How Orangutans Make (Comfy) Beds
An orangutan peeks out of her nest in the Sumatran forest. (All photos by Adam van Casteren)
You climb high up into the trees, where the view is just stunning, and select the perfect spot for a hammock.
Then, expertly, you pull branches across each other, half-breaking them so they stay attached to the trunk but can be woven together as bed springs. Then you tear off smaller, leafy branches and weave them together for your mattress, and then line the hammock with comfy leaves.
All in all, it’s taken you about 10 minutes, and then you just climb in for a good night’s sleep. (Orangutans sleep for about 14 hours.)And that’s your nightly routine if you’re an orangutan in the forests of Indonesia. Your beds are perfectly engineered. And they don’t even need laundering. After all, since you’ll likely have found a new place to hang out tomorrow night, you can just make a new bed wherever you are.
A team of researchers worked in the forest for a year, following some of the orangutans and studying nests that had been abandoned. They discovered that these great apes construct large, oval nests in the canopy, up to 5 feet long and 3 feet wide, and capable of supporting large males, who can weigh up to 250 pounds, or a mother and child.
A typical orangutan nest being measured by the researchers
The orangs choose strong, rigid branches for the structural parts, and weaker, more pliable branches for the lining. The branches chosen for the framework are cleverly snapped halfway across so they remain firmly attached to the tree. Sometimes they also create a roof made of big leaves to protect them from the rain.
Sometimes, while they’re out on a day hike through the forest and they’ve just had lunch, they’ll build a quick day bed for an afternoon nap.
The scientists involved in the study were especially interested in the fact that the talent for building nests is more than just instinctive. Young orangs learn from their parents, and they go on to develop more inventive nests. Biologist Dr. Roland Ennos, of Manchester University, said orangutans possess clear engineering expertise. He said the same applies to birds, too:
“Through field observations, recent research into the woven nests of African weaver birds has demonstrated that, although there may be evidence for a genetic element of nest building, there is also evidence for improved constructions and construction behavior through nest-building experience.
“This suggests that nest building in birds and primates both require a degree of cognitive ability, but certainly no less than that needed for tool construction and use.
“The importance of nest building should not therefore be overlooked when investigating the evolution of intelligence; its cognitive and technical requirements may be comparable to that of tool use, and continued research into nest building highlights the technical abilities of great apes and other animal architects.”
Ph.D. student Adam van Casteren, who led the research, spent a year in northern Sumatra following and studying orangutans. He and his colleague, Julia Myatt from London’s Royal Veterinary College, filmed the orangutans as they built their daily nests, and brought some of the abandoned beds down to the ground for study. The nests can be hard to spot high up in the canopy, but the two researchers found 14 of them.
“We’d take each nest apart and take pieces back to our camp to test,” he told the BBC.
An orangutan in the forest of Borneo
Prof. Richard Byrne, of the University of St Andrews, who studies animal behavior, said that nest-building has tended to be neglected by researchers, because it hasn’t been recognized as advanced tool use.
“But it may be the cognitive skills of nest building that really underpin the abilities that in humans – and to a much more limited extent, in chimpanzees – allow sophisticated tool manufacture,” he said.
Altogether, orangutans have an impressive amount of technical knowledge about their construction materials.

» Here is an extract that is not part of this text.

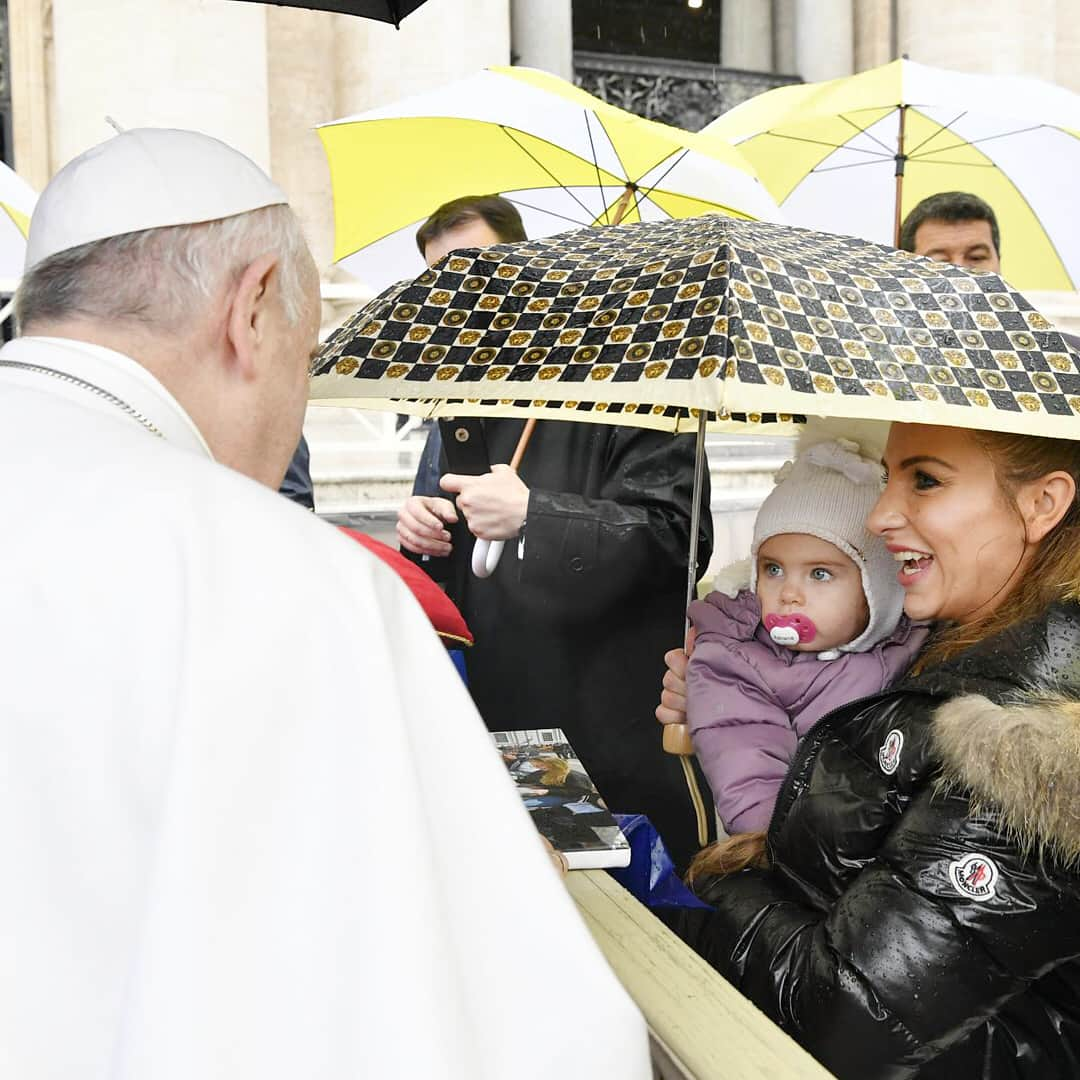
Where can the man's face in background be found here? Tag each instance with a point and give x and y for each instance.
(967, 243)
(473, 233)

And while other great apes – chimpanzees, gorillas and humans – create beds, orangutans appear to be the most skilled in creating sturdy and elaborate bedding.
Van Casteren says there are questions yet to be answered, like how and why do orangutans choose the trees they prefer for their nests? They tend to avoid the most common species.
But there’s not much time to answer these questions. The forests that are home to the orangutans are being demolished to make way for palm oil plantations, and the orangs are rapidly going extinct.
As for researching the benefits of sleeping 90 feet up in the canopy, van Casteren admitted he hadn’t tried it himself. “I was worried about falling out mid-dream,” he said.
The study is reported in the journal PNAS, under the title Nest-building orangutans demonstrate engineering know-how to produce safe, comfortable beds.